Sunday, August 18, 2013

i figured out why i sometimes see ducks on the freeway

It’s because there is a river in L.A. I knew this, of course. I saw Chinatown, and I’ve stood on various overpasses watching water trickle between the famous cement banks. I also know that there’s a lot of talk about revitalizing the river, and that now you can legally kayak parts of it.

I even wrote a very short, near-future short story in which the river’s natural flood planes have been restored. No one is allowed to live there for safety reasons, so naturally a bunch of shantytowns spring up there and get wiped out every time it rains.

But it didn’t really register that we had a river until I biked a giant piece of it today with AK, Pedro, Alberto and Alberto’s new friend Andrea. Alberto was unemployed for a while, and he used a lot of that time to get in superhuman shape. Sometimes he pushed himself too hard and blew out a joint. Again, my alleged perfectionism fails here—I’ve been exercising frequently, but I’m never the person who does a bunch of cardio before yoga class, you know?

Rollin' on the river.
I held my own as we wound through the Elysian Valley, humble homes and car repair shops on one side of us, river on the other. It was really a river, with islands of trees and brush, and long-necked water birds that had an endangered look about them. (The ducks didn’t look endangered. I have a soft spot for hardy, fat, invasive urban species, maybe because I’m a member of one.)

There’s still a no-man’s-land quality to the area, even though it was well populated with bikers, joggers and at least one fisherman, whom I’m a little worried about. The greenery is punctuated by power lines. The backdrops are train yards and freeways. But we did see a brigade of kayakers, and it’s easy to imagine this as hot property in a few years, the junk yards giving way to artisanal olive oil shops.

Department of water and power lines.

Part of me was all excited to tell people Hey, check out the river!
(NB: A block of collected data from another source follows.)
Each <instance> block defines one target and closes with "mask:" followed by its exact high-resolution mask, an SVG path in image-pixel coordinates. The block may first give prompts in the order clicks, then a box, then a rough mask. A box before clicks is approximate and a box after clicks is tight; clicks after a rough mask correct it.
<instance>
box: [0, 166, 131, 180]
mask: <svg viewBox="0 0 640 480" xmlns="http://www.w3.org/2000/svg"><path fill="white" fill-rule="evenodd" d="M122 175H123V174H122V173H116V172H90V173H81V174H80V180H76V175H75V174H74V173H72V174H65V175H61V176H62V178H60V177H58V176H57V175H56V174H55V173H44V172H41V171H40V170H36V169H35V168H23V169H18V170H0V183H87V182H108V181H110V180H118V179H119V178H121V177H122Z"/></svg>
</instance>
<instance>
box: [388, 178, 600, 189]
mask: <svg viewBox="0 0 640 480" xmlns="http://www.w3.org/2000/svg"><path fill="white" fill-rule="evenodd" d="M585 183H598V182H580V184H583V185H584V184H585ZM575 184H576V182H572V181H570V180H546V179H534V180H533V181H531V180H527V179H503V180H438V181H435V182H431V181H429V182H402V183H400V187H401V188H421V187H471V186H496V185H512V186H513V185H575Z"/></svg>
But that was dumb—because the birds and the three-eyed fish and the coyotes and the people in the small tagged-up houses already knew about it, and because excitement about semi-ruin is usually the first stage of gentrification.

We rode to the eastern (I think) edge of Griffith Park and ate fruit and veggies and some great couscous salad Andrea made. With baby carrots in hand, I befriended a pair of local rabbits. One was white, one was horchata-colored and both were clearly not native. Griffith Park is a terrible pet-dumping ground, and I worried about what might happen to pale bunnies who didn’t blend into the brush once the sun went down. But at least they would have a good meal before the coyotes got them.

A feast fit for a bunny.
“I think they’re doing fine,” Pedro said. “They look like they could skip a meal, if anything.”

The trip back passed quickly, the way returns always do. The river spat us out on Figueroa, and it was a little disorienting to be back in the land of gas stations and Home Depots. But also nice—within a block of our house, we could get a beer, a smoothie and a patch for AK’s bicycle tire. We felt rich.